Alzo Wij in overweging genomen hebben dat de behoefte aan wettelijke middelen ter bescherming van waterstaatswerken in beheer bij het Rijk en ter verzekering van het doelmatig en veilig gebruik van die werken, alsook de inzichten inzake hetgeen daaromtrent regeling dient te vinden bij wet, zodanig zijn gewijzigd, dat het gewenst is daarvoor een nieuwe wettelijke regeling vast te stellen;

Zo is het dat Wij, de Raad van State gehoord, en met gemeen overleg der Staten-Generaal, hebben goedgevonden en verstaan, gelijk Wij goedvinden en verstaan bij deze:

Artikel 1

1. In deze wet en de daarop berustende bepalingen worden verstaan onder waterstaatswerken: bij het Rijk in beheer zijnde wateren, waterkeringen en wegen alsmede, voor zover in beheer bij het Rijk, de daarin of daaraan gelegen kunstwerken en hetgeen verder naar hun aard daartoe behoort.

2. Onder wateren wordt mede verstaan de territoriale zee.

Artikel 2

Het is verboden zonder vergunning van Onze Minister van Verkeer en Waterstaat gebruik te maken van een waterstaatswerk door anders dan waartoe het is bestemd:

a. daarin, daarop, daaronder of daarover werken te maken of te behouden;

b. daarin, daaronder of daarop vaste stoffen of voorwerpen te storten, te plaatsen of neer te leggen, of deze te laten staan of liggen.

Artikel 3

1. Weigering, wijziging of intrekking van een vergunning, alsmede toepassing van de artikelen 2, tweede lid, en 6 kan slechts geschieden ter bescherming van waterstaatswerken en ter verzekering van het doelmatig en veilig gebruik van die werken.

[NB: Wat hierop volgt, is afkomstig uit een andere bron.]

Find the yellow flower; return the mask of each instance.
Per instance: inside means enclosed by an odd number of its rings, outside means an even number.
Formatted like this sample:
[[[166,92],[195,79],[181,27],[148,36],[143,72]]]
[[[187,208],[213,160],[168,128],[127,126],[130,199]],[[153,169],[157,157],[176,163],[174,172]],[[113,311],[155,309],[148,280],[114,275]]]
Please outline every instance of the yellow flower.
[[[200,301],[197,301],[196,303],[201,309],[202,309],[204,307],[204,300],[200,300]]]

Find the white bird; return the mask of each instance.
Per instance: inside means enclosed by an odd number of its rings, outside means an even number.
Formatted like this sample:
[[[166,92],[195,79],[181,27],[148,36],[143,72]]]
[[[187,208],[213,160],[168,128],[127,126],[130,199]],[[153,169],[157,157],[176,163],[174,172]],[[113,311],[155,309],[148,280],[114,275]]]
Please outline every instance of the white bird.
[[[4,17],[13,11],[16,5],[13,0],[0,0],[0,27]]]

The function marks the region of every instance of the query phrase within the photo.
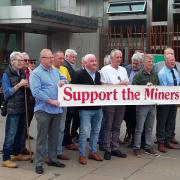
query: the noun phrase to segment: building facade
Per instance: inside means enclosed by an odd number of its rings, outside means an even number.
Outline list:
[[[38,59],[46,47],[73,48],[78,62],[94,53],[100,66],[114,48],[125,63],[136,49],[157,54],[166,46],[179,60],[179,19],[180,0],[1,0],[1,69],[12,50]]]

2. De in het eerste lid bedoelde besluiten kunnen mede strekken ter bescherming van aan de waterstaatswerken verbonden belangen van andere dan waterstaatkundige aard, doch enkel voor zover daarin niet is voorzien door bij of krachtens een andere wet gestelde bepalingen.

Artikel 4

Van de aanvrager kunnen, volgens bij algemene maatregel van bestuur te stellen regels, rechten worden geheven voor het in behandeling nemen van aanvragen tot verlening of wijziging van een vergunning.

Artikel 5

1. Met het toezicht op de naleving van het bepaalde bij of krachtens deze wet zijn belast de bij besluit van Onze Minister van Verkeer en Waterstaat aangewezen ambtenaren.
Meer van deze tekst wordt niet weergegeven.